Outside, the night air was crisp and cold. The snow squeaked under his footsteps as he set off in the direction of the grocery store. Few people were out, and those who were kept their faces bundled up away from the frosty night. Reed had come unprepared for the Boston winter, so he compensated by walking briskly to generate extra body heat. By the time he’d found his quarry at the store and returned to Ellery’s place, his face was raw and ruddy. He rewarmed quickly as he worked in the kitchen, standing over the simmering puttanesca sauce he had whipped up on the stove. The most adventurous vegetable he included in the salad was a yellow pepper.
“Supper’s on,”
he called as he tilted the pot over the sink to drain the pasta. When Ellery did not appear, he went in search of her and found her fast asleep amid the folders, news clippings, and piles of old notes. He hovered just inside the room, knowing she would hate him standing there but unable to turn around and leave. Ellery—she’d been Abby back then—she hadn’t cried at all the night of her rescue. She’d been unconscious when he’d scooped her off the closet floor and run like hell with her into the woods to call for help. Coben might have been lurking anywhere on the farmhouse property. At first Reed had been afraid she might scream when she awoke, that she wouldn’t understand him as her rescuer, but Ellery was silent as the grave, her eyes round and dark in the moonlight. Later, he’d seen her just one more time at the hospital, where she’d been a pale waif under the sheets. She had not thanked him for saving her. She hadn’t said anything at all. Here’s my card, he’d told her. Call me if you ever need anything. He’d never dreamed she would.

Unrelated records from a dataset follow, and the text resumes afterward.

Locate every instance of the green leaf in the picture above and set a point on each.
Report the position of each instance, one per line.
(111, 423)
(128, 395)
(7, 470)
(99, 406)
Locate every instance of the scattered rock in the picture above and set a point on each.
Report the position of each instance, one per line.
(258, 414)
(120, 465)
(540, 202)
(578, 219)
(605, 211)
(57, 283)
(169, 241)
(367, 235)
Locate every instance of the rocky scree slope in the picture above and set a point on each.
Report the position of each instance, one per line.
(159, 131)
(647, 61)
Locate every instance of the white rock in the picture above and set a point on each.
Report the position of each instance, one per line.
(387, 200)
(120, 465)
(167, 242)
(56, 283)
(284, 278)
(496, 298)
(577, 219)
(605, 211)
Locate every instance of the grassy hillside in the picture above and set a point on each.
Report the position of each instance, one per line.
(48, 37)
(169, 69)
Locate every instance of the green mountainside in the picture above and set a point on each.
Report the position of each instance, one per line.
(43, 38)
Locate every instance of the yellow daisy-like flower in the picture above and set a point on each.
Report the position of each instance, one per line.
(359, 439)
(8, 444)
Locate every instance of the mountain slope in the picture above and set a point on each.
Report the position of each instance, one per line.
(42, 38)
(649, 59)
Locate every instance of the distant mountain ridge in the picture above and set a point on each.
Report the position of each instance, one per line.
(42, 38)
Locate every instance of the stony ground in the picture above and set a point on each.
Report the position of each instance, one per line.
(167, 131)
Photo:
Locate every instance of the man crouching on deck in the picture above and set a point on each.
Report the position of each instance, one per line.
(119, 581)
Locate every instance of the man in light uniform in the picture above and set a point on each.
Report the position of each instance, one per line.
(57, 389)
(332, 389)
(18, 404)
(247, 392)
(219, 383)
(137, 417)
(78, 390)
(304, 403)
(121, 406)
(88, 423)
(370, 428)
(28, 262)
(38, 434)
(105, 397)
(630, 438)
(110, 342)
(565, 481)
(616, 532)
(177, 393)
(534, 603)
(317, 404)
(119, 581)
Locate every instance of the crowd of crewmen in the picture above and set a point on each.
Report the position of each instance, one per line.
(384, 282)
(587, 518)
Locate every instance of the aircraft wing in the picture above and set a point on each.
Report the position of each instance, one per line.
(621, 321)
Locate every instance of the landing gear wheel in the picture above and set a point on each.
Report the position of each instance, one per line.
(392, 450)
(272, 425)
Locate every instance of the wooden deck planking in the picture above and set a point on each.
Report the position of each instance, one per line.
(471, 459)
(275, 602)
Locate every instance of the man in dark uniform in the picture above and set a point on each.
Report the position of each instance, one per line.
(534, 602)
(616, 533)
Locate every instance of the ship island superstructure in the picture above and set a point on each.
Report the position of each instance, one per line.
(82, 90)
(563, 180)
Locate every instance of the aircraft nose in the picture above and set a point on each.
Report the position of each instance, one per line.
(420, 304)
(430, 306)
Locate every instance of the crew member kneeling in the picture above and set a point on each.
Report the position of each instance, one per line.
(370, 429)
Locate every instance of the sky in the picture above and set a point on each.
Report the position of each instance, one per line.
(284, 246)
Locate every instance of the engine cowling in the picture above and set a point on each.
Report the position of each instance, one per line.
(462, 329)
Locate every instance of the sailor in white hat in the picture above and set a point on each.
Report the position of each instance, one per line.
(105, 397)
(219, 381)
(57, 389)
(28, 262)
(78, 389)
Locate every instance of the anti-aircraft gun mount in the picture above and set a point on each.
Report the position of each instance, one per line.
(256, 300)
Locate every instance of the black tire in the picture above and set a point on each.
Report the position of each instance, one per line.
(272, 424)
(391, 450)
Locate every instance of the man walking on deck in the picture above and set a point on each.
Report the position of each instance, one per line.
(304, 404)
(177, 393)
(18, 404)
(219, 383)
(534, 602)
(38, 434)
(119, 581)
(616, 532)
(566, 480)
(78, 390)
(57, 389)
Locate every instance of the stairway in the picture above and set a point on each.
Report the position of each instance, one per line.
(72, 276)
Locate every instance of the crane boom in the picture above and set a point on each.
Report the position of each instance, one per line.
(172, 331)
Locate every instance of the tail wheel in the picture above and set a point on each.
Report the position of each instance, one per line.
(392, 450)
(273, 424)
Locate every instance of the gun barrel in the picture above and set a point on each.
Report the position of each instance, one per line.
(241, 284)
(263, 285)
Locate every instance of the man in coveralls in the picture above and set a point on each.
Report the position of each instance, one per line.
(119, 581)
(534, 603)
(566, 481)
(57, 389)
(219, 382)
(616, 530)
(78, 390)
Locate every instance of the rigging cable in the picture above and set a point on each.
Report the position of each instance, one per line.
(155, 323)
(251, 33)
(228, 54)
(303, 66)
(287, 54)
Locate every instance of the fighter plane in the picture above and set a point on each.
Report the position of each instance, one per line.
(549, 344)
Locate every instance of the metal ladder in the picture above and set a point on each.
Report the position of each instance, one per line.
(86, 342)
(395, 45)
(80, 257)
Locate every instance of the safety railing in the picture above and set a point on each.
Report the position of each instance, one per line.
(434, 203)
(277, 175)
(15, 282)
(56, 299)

Cautiously, he drifted closer to the bed. On the floor, Bump whined and thumped his tail in greeting. “Shh,” Reed murmured distractedly. Ellery was curled like a comma, her hands tucked protectively beneath her chin. Slowly, carefully, he pulled the folded afghan from the foot of the bed and draped it over her. He froze when she sighed and stirred, his heart thudding at the prospect of being caught as a witness to her vulnerability, but she just rubbed one eye without opening it and quieted back into sleep. He hoped her dreams were pleasant ones as he tiptoed back out into the hall. In the kitchen, he turned the sauce down to low and covered it with a lid. Dinner would keep. For now, at least, Reed wasn’t going anywhere.
Ellery slept until well past eight, when she emerged squinting and flushed, her hair askew, to mutter a sheepish apology. “I guess I was more tired than I thought.”